The introduction of next-generation sequencing (NGS) technology has made it possible to detect genomic alterations within tumor cells on a large scale. However, most applications of NGS show the genetic content of mixtures of cells. Recently developed single cell sequencing technology can identify variation within a single cell. Characterization of multiple samples from a tumor using single cell sequencing can potentially provide information on the evolutionary history of that tumor. This may facilitate understanding how key mutations accumulate and evolve in lineages to form a heterogeneous tumor.

Results

We provide a computational method to infer an evolutionary mutation tree based on single cell sequencing data.
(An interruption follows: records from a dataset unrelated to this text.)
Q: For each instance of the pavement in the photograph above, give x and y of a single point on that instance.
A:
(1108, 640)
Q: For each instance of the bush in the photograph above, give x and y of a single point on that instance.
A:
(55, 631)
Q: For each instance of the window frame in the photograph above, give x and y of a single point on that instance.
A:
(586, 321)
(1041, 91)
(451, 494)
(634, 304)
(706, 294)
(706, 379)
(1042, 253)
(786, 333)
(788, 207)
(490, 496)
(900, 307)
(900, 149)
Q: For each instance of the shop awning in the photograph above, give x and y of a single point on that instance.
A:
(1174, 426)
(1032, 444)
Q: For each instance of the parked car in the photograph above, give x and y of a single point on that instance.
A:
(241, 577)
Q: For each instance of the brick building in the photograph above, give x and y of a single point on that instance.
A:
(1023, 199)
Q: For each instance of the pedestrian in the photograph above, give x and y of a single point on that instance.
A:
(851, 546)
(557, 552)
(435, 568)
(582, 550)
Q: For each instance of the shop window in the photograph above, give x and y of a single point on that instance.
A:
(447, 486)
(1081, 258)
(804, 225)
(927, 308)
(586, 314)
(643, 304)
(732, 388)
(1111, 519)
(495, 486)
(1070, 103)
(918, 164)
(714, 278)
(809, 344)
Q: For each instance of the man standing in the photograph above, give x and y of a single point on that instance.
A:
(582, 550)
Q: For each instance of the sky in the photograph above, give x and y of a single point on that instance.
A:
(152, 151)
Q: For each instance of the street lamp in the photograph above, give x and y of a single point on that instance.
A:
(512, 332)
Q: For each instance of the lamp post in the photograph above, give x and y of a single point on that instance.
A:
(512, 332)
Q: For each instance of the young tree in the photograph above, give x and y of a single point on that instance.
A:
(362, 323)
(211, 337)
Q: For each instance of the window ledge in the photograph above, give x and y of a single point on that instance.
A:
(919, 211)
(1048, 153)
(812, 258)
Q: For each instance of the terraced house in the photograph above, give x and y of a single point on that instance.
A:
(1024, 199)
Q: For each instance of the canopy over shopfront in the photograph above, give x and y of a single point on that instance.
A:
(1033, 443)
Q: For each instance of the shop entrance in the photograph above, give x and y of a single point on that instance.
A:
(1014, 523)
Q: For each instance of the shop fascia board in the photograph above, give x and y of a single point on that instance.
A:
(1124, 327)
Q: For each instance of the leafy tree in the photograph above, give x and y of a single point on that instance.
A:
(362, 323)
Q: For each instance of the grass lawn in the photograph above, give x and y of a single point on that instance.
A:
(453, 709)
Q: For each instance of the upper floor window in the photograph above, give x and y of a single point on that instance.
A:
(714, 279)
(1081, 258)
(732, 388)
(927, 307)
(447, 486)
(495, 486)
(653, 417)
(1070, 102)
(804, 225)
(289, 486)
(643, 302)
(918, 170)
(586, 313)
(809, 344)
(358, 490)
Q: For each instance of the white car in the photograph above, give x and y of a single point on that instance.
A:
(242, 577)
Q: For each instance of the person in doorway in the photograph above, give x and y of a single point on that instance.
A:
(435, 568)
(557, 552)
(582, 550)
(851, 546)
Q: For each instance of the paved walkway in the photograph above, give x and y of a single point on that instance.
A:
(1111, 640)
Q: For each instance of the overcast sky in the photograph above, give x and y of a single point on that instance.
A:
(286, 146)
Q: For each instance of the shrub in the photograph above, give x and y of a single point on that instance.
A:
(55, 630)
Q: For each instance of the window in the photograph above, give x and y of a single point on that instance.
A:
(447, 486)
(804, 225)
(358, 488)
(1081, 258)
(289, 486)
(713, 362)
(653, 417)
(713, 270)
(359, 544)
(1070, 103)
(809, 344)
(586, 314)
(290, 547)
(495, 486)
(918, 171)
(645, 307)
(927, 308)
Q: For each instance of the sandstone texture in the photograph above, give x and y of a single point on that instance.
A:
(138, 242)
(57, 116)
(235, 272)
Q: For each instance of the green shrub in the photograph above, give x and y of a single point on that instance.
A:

Our approach differs from traditional phylogenetic tree approaches in that our mutation tree directly describes temporal order relationships among mutation sites. Our method also accommodates sequencing errors. Furthermore, we provide a method for estimating the proportion of time from the earliest mutation event of the sample to the most recent common ancestor of the sample of cells. Finally, we discuss current limitations on modeling with single cell sequencing data and possible improvements under those limitations.

Conclusions

Inferring the temporal ordering of mutational sites using current single cell sequencing data is a challenge. Our proposed method may help elucidate relationships among key mutations and their role in tumor progression.